Mes droits sont-ils justes ?

 

Problématisation:

 

Le sujet de la dissertation questionne le rapport entre droit et légitimité. La question nous pousse à analyser le concept de justice . Elle soulève les questions suivantes :

 

Y-a-t-ils des choses que j'ai le droit de faire mais qui ne sont pas justes ?
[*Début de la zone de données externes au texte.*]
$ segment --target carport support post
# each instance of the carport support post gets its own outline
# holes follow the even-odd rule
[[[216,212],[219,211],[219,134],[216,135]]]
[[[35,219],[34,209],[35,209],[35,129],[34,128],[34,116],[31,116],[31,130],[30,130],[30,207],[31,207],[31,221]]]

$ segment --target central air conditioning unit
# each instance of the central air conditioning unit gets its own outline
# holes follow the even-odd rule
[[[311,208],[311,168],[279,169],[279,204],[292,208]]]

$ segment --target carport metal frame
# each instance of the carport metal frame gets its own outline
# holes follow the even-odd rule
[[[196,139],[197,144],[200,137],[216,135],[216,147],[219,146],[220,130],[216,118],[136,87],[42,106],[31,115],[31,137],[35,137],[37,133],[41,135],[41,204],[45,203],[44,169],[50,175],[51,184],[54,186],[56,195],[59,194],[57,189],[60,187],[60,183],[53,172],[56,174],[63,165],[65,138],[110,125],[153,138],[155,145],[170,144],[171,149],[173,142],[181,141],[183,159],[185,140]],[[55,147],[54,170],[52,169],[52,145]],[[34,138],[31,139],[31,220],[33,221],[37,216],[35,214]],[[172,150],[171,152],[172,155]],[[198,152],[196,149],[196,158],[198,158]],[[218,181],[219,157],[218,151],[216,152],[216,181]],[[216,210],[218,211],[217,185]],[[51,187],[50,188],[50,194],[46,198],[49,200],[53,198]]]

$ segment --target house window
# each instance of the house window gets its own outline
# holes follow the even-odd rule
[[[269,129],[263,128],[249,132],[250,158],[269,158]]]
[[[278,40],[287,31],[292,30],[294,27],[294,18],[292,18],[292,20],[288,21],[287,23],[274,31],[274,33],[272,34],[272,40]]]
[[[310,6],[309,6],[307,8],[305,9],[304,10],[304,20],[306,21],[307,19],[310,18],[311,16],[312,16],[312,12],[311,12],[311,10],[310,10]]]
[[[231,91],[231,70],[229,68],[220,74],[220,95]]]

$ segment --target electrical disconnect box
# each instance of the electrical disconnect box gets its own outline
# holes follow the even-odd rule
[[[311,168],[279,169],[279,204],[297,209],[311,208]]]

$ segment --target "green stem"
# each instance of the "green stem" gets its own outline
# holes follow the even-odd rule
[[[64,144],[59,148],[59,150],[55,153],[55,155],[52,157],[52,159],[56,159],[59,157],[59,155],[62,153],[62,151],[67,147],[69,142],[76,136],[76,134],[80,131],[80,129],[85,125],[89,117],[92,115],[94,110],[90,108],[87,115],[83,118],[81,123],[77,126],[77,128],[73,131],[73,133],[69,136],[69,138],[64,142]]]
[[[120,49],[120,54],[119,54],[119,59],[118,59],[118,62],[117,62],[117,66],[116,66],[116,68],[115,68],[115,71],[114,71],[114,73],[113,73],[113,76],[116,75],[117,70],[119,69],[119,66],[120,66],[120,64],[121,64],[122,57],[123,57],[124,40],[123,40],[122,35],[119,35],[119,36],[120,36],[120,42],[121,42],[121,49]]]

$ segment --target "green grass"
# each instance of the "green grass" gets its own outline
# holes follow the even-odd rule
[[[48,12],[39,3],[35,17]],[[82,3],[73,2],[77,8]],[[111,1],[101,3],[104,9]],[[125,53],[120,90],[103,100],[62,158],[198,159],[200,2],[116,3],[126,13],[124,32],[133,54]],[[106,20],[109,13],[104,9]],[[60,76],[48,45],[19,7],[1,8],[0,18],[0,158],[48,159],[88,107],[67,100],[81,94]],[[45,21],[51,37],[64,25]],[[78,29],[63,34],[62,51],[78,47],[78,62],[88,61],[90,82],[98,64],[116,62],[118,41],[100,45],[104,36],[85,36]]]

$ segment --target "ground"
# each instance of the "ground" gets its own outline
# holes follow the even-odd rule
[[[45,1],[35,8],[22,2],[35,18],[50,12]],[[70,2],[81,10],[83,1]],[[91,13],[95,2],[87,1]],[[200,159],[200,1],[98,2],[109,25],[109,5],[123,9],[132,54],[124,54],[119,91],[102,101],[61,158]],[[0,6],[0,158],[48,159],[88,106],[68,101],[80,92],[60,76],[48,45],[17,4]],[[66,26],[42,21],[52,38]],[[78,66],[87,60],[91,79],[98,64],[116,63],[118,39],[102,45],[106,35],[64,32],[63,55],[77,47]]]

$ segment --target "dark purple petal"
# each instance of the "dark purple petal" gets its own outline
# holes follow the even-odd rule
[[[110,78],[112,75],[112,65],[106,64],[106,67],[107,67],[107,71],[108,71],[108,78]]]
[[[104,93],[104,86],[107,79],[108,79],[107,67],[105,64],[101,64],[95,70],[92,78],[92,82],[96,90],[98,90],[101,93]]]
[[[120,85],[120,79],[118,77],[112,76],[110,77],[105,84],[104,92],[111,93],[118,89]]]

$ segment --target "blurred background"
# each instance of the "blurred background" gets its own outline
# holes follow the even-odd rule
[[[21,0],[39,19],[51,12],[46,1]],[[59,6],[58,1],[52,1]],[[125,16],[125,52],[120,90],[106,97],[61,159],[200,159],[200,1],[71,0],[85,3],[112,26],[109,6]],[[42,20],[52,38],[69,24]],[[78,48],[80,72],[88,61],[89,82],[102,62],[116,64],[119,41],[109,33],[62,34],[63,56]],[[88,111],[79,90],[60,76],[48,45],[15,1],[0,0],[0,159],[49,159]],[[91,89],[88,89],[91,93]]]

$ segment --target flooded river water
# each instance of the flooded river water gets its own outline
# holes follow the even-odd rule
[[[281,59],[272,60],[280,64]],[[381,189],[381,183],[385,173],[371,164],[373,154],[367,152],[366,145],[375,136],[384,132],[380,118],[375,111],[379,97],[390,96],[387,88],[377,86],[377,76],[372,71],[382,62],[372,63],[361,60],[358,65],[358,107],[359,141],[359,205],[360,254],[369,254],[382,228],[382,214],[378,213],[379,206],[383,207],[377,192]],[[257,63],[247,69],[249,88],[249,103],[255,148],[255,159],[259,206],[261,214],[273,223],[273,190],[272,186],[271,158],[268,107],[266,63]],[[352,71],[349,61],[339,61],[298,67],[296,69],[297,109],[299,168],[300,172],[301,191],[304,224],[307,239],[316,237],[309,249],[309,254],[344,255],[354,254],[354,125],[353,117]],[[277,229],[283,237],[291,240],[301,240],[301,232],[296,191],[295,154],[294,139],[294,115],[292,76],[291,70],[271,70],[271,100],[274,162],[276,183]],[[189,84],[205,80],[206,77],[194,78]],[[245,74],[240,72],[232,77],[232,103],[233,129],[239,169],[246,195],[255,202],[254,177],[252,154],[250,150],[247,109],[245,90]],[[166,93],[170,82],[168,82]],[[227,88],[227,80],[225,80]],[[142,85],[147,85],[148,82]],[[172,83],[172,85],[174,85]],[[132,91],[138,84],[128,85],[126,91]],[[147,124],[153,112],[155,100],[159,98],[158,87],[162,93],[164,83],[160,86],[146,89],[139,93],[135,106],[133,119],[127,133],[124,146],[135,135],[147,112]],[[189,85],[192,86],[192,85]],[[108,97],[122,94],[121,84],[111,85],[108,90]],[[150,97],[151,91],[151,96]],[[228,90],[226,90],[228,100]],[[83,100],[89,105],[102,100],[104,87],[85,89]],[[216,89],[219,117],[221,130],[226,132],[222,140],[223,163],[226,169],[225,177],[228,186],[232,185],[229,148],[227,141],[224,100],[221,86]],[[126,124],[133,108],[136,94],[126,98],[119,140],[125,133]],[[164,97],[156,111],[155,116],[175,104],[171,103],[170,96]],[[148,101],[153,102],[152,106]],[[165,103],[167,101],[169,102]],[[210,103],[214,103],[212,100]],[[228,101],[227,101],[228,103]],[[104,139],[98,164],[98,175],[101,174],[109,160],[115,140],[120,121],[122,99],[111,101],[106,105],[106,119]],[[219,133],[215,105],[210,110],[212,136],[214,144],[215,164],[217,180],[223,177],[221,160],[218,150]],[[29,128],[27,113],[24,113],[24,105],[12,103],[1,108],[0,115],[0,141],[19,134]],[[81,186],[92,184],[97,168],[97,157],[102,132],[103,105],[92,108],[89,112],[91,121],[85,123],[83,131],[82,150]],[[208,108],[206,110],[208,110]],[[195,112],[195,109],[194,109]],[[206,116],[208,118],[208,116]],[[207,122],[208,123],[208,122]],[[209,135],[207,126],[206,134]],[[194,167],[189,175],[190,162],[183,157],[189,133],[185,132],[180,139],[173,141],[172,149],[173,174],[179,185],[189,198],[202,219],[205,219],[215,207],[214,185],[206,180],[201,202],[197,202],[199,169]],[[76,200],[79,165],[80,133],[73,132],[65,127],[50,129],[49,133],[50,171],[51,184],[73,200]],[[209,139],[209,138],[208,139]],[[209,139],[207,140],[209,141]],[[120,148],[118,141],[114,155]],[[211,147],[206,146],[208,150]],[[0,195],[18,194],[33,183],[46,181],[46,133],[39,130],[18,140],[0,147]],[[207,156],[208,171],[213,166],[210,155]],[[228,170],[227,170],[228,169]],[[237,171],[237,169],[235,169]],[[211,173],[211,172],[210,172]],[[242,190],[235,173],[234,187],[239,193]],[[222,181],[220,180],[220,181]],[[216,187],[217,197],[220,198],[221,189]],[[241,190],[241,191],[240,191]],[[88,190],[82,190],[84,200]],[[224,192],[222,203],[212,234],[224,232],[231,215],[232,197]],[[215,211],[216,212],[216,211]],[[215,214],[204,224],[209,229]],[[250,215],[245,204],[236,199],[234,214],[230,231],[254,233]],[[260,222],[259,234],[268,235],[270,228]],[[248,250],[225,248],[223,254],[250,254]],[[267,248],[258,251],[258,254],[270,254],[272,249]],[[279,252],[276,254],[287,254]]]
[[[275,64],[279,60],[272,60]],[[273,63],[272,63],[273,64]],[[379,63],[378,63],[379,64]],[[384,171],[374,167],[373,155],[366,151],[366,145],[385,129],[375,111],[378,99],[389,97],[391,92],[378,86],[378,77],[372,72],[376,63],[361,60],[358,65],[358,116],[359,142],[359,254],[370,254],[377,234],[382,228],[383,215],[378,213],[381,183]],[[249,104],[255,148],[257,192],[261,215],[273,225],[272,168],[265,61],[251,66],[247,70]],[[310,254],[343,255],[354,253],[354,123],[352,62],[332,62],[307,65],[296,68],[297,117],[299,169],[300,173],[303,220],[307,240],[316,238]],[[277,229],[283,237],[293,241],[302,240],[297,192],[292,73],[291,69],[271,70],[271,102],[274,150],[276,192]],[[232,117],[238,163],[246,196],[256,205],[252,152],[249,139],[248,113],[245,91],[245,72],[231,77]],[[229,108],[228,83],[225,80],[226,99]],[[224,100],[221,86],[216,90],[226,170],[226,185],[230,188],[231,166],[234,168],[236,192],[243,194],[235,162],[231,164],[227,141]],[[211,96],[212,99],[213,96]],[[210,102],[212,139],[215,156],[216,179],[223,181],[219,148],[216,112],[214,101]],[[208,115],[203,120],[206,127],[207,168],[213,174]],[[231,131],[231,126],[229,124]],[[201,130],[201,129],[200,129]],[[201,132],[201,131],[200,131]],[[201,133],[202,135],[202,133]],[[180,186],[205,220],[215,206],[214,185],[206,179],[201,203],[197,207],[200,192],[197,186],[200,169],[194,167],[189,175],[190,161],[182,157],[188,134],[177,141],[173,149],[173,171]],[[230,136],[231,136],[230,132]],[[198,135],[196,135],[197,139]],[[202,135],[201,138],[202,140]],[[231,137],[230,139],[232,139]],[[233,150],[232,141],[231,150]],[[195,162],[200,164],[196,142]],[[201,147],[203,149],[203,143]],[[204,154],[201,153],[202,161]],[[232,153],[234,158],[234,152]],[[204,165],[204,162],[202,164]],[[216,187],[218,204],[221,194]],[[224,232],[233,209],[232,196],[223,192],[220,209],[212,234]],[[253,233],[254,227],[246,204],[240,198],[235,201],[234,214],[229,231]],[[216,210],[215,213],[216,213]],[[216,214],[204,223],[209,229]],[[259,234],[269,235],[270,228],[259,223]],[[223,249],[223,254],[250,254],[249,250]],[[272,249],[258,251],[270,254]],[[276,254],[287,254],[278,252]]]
Peut-on parler de droit juste/injuste ?

Sur quoi repose ce qui est juste ?

 

Plan possible : Tout ce que j’ai le droit de faire est-il juste ?

 

I. Tout ce que j'ai le droit de faire est juste

 

A. Nous commencerions notre dissertation en cherchant de quoi émane la justice ? Émane-t-elle d'une justice supérieure ? De la force ? Pascal suggère que, puisque la justice divine ne nous est pas accessible, il conviendra de fonder la légitimé la justice, de la force qui l'impose, car d'une part, la justice sans force ne peut se faire respecter. Dans La République de Platon, Thrasymaque donne pour définition de la justice = obéissance à l'intérêt du plus fort »

 

B. La justice naturelle se distinguerait de la justice positive instituée et détenu par le gouvernement. La justice naturelle aussi légitime que l'exercice du droit naturel que Hobbes définit comme le droit de faire tout ce que la Raison propre à chacun jugera profitable. Ainsi, ici, tout ce que j'ai le droit de faire serait juste.

 

C. Dans l'Etat, celui-ci détient la justice tout comme je possède des droits. Locke affirme dans Second traitement du gouvernement civil, que l'institution du gouvernement n'a pour d'autres missions que de protéger mon droit à la propriété (= vie, liberté, biens, santé) qui est aussi ma liberté. Ici aussi, même dans le cadre d'une justice positive, l'exercice de mes droits est juste.

 

II. Cependant l'exercice de mes droits est encadré

 

A. Hobbes démontre que l'Etat de Nature (état dans lequel les hommes sont hors de toute société et institutions) est un Etat de guerre du fait même que tout ce que font les individus est légitime et rendu juste du fait qu'il possède un droit naturel et que c'est la justice du plus fort qui l'emporte et impose ses droits sur autrui. Un tel Etat de nature est invivable, c'est pourquoi, dans la République, le souverain représente la Justice. Il a le pouvoir de faire exercer les lois et de punir.

 

B. Est-ce que je peux commettre une injustice alors même que j'exerce mon droit ? L'Etat de Nature chez Hobbes est invivable précisément parce que la liberté de certains empiète sur celles des autres et l'Homme est sous la menace constante de se faire entraver dans ses droits. L'Etat Civil garantit la protection des droits de tous les individus membres de la société. Ce qui est de mon droit n'est pas forcément ce qui est juste et doit donc être encadré.

 

C. Nous pouvons encadrer l'exercice de nos droits nous même grâce à notre morale dictée par notre Raison. Avant toute action, il faut se demander si ce que je m'apprête à faire est conforme aux normes morales. Kant formule l'impératif catégorique: « Agis seulement d'après la maxime grâce à laquelle tu peux vouloir en même temps qu'elle devienne une loi universelle . Justice en tant que principe et exigence morale = tout ce que j'ai le droit de faire n'est pas juste.